[Openstack] question on the GRE Performance

2013-03-15 Thread 小包
Hi Guys,

*in my test, i found OVS GRE performance so lower, for example:*
*100Mbits Switch, GRE just 26Mbits speed,but use linux bridge 95Mbits,*
*
*
*so, my question is: why GRE speed low, or may be my config not right,*
*
*
*
*
*Thanks,*
*Tommy*
___
Mailing list: https://launchpad.net/~openstack
Post to : openstack@lists.launchpad.net
Unsubscribe : https://launchpad.net/~openstack
More help   : https://help.launchpad.net/ListHelp


Re: [Openstack] question on the GRE Performance

2013-03-15 Thread Rick Jones

On 03/15/2013 08:05 AM, tommy(小包) wrote:

Hi Guys,

in my test, i found OVS GRE performance so lower, for example:
100Mbits Switch, GRE just 26Mbits speed,but use linux bridge
95Mbits,

so, my question is: why GRE speed low, or may be my config not right,/


95 and 26 Mbit/s measured at what level?  On the wire (including all 
the protocol headers) or to user level (after all the protocol headers)? 
That you were seeing 95 Mbit/s suggests user level but I'd like to make 
certain.


GRE adds header overhead, but I wouldn't think enough to take one from 
95 down to 26 Mbit/s to user level.  I would suggest looking at, in no 
particular order:


*) Netstat stats on your sender - is it retransmitting in one case and 
not the other?


*) per-CPU CPU utilization - is any one CPU on the sending, receiving or 
intervening iron saturating in one case and not the other?

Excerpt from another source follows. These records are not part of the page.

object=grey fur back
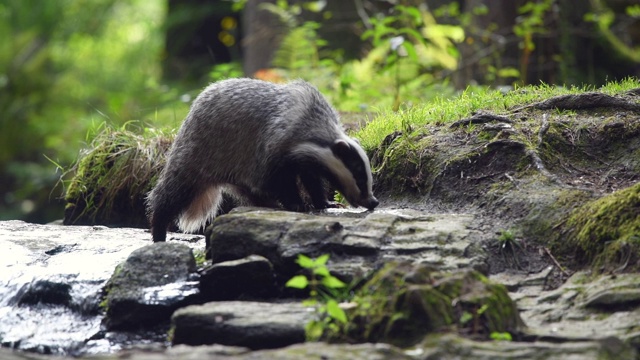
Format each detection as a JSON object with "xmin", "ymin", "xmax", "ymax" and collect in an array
[{"xmin": 169, "ymin": 79, "xmax": 342, "ymax": 193}]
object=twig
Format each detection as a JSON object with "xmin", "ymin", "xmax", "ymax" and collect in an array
[
  {"xmin": 538, "ymin": 113, "xmax": 549, "ymax": 147},
  {"xmin": 543, "ymin": 247, "xmax": 569, "ymax": 277}
]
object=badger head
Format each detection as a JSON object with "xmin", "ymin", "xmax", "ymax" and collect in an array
[{"xmin": 294, "ymin": 136, "xmax": 378, "ymax": 210}]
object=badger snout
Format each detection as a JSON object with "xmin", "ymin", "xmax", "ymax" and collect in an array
[{"xmin": 360, "ymin": 196, "xmax": 380, "ymax": 210}]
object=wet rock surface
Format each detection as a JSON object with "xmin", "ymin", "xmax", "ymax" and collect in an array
[
  {"xmin": 0, "ymin": 204, "xmax": 640, "ymax": 359},
  {"xmin": 104, "ymin": 242, "xmax": 199, "ymax": 330},
  {"xmin": 171, "ymin": 301, "xmax": 313, "ymax": 349},
  {"xmin": 0, "ymin": 204, "xmax": 640, "ymax": 359},
  {"xmin": 0, "ymin": 221, "xmax": 204, "ymax": 355}
]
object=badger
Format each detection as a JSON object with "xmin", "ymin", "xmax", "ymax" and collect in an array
[{"xmin": 147, "ymin": 79, "xmax": 378, "ymax": 242}]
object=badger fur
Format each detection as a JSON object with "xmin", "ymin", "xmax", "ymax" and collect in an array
[{"xmin": 147, "ymin": 79, "xmax": 378, "ymax": 242}]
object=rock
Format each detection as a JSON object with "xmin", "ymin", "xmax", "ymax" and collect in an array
[
  {"xmin": 517, "ymin": 273, "xmax": 640, "ymax": 348},
  {"xmin": 416, "ymin": 334, "xmax": 637, "ymax": 360},
  {"xmin": 200, "ymin": 255, "xmax": 276, "ymax": 301},
  {"xmin": 324, "ymin": 263, "xmax": 524, "ymax": 347},
  {"xmin": 0, "ymin": 221, "xmax": 204, "ymax": 358},
  {"xmin": 207, "ymin": 208, "xmax": 487, "ymax": 286},
  {"xmin": 104, "ymin": 242, "xmax": 198, "ymax": 329},
  {"xmin": 171, "ymin": 301, "xmax": 314, "ymax": 349},
  {"xmin": 230, "ymin": 342, "xmax": 413, "ymax": 360}
]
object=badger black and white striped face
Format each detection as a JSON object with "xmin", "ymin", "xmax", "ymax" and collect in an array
[
  {"xmin": 294, "ymin": 136, "xmax": 378, "ymax": 210},
  {"xmin": 331, "ymin": 137, "xmax": 378, "ymax": 210}
]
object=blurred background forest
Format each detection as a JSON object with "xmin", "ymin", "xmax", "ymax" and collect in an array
[{"xmin": 0, "ymin": 0, "xmax": 640, "ymax": 222}]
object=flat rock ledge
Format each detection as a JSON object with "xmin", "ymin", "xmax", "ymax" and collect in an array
[
  {"xmin": 207, "ymin": 208, "xmax": 488, "ymax": 285},
  {"xmin": 171, "ymin": 301, "xmax": 314, "ymax": 349}
]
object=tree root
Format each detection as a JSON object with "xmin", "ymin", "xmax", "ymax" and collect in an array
[
  {"xmin": 449, "ymin": 112, "xmax": 513, "ymax": 129},
  {"xmin": 512, "ymin": 91, "xmax": 640, "ymax": 113}
]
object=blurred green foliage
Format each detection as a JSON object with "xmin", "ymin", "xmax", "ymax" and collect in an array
[{"xmin": 0, "ymin": 0, "xmax": 188, "ymax": 221}]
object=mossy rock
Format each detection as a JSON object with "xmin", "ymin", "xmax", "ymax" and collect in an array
[
  {"xmin": 325, "ymin": 263, "xmax": 524, "ymax": 347},
  {"xmin": 554, "ymin": 183, "xmax": 640, "ymax": 272},
  {"xmin": 64, "ymin": 127, "xmax": 172, "ymax": 228}
]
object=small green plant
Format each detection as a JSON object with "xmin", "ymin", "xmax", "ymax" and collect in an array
[
  {"xmin": 193, "ymin": 249, "xmax": 207, "ymax": 267},
  {"xmin": 498, "ymin": 230, "xmax": 516, "ymax": 249},
  {"xmin": 285, "ymin": 254, "xmax": 347, "ymax": 340},
  {"xmin": 489, "ymin": 331, "xmax": 513, "ymax": 341},
  {"xmin": 497, "ymin": 230, "xmax": 521, "ymax": 268}
]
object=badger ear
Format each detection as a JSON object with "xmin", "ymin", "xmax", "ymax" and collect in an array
[{"xmin": 331, "ymin": 139, "xmax": 351, "ymax": 155}]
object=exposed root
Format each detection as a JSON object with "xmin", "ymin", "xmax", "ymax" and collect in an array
[
  {"xmin": 543, "ymin": 247, "xmax": 569, "ymax": 277},
  {"xmin": 449, "ymin": 112, "xmax": 513, "ymax": 129},
  {"xmin": 512, "ymin": 92, "xmax": 640, "ymax": 113}
]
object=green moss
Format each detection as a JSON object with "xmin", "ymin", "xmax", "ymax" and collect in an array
[
  {"xmin": 65, "ymin": 123, "xmax": 172, "ymax": 226},
  {"xmin": 193, "ymin": 249, "xmax": 207, "ymax": 268},
  {"xmin": 567, "ymin": 183, "xmax": 640, "ymax": 270},
  {"xmin": 325, "ymin": 264, "xmax": 522, "ymax": 347},
  {"xmin": 355, "ymin": 78, "xmax": 640, "ymax": 151}
]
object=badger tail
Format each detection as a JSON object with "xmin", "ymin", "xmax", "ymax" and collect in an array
[{"xmin": 178, "ymin": 185, "xmax": 222, "ymax": 233}]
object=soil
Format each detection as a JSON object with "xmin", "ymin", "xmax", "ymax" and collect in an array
[{"xmin": 371, "ymin": 90, "xmax": 640, "ymax": 286}]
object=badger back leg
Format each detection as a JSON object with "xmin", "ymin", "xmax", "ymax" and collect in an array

and go from there. I'm guessing your tests are all bulk-transfer - you 
might want to consider adding some latency and/or aggregate small-packet 
performance tests.


happy benchmarking,

rick jones
the applicability varies,  but attached is some boilerplate I've 
built-up over time, on the matter of why is my network performance 
slow?  PS - the beforeafter utility mentioned is no longer available 
via ftp.cup.hp.com because ftp.cup.hp.com no longer exists.  I probably 
aught to put it up on ftp.netperf.org...



Some of my checklist items when presented with assertions of poor
network performance, in no particular order, numbered only for
convenience of reference:

1) Is *any one* CPU on either end of the transfer at or close to 100%
   utilization?  A given TCP connection cannot really take advantage
   of more than the services of a single core in the system, so
   average CPU utilization being low does not a priori mean things are
   OK.

2) Are there TCP retransmissions being registered in netstat
   statistics on the sending system?  Take a snapshot of netstat -s -t
   from just before the transfer, and one from just after and run it
   through beforeafter from
   ftp://ftp.cup.hp.com/dist/networking/tools:

   netstat -s -t  before
   transfer or wait 60 or so seconds if the transfer was already going
   netstat -s -t  after
   beforeafter before after  delta

3) Are there packet drops registered in ethtool -S statistics on
   either side of the transfer?  Take snapshots in a manner similar to
   that with netstat.

4) Are there packet drops registered in the stats for the switch(es)
   being traversed by the transfer?  These would be retrieved via
   switch-specific means.

5) What is the latency between the two end points.  Install netperf on
   both sides, start netserver on one side and on the other side run:

   netperf -t TCP_RR -l 30 -H remote

   and invert the transaction/s rate to get the RTT latency.  There
   are caveats involving NIC interrupt coalescing settings defaulting
   in favor of throughput/CPU util over latency:

   ftp://ftp.cup.hp.com/dist/networking/briefs/nic_latency_vs_tput.txt

   but when the connections are over a WAN latency is important and
   may not be clouded as much by NIC settings.

   This all leads into:

6) What is the *effective* TCP (or other) window size for the
   connection.  One limit to the performance of a TCP bulk transfer
   is:

   Tput = W(eff)/RTT

   The effective window size will be the lesser of:

   a) The classic TCP window advertised by the receiver. This is the
  value in the TCP header's window field shifted by the window
  scaling factor which was exchanged during connection
  establishment. The window scale factor is why one wants to get
  traces including the connection establishment.
   
  The size of the classic window will depend on whether/what the
  receiving application has requested via a setsockopt(SO_RCVBUF)
  call and the sysctl limits set in the OS.  If the receiving
  application does not call setsockopt(SO_RCVBUF) then under Linux
  the stack will autotune the advertised window based on other
  sysctl limits in the OS.  Other stacks may or may not autotune.
 
   b) The computed congestion window on the sender - this will be
  affected by the packet loss rate over the connection, hence the
  interest in the netstat and ethtool stats.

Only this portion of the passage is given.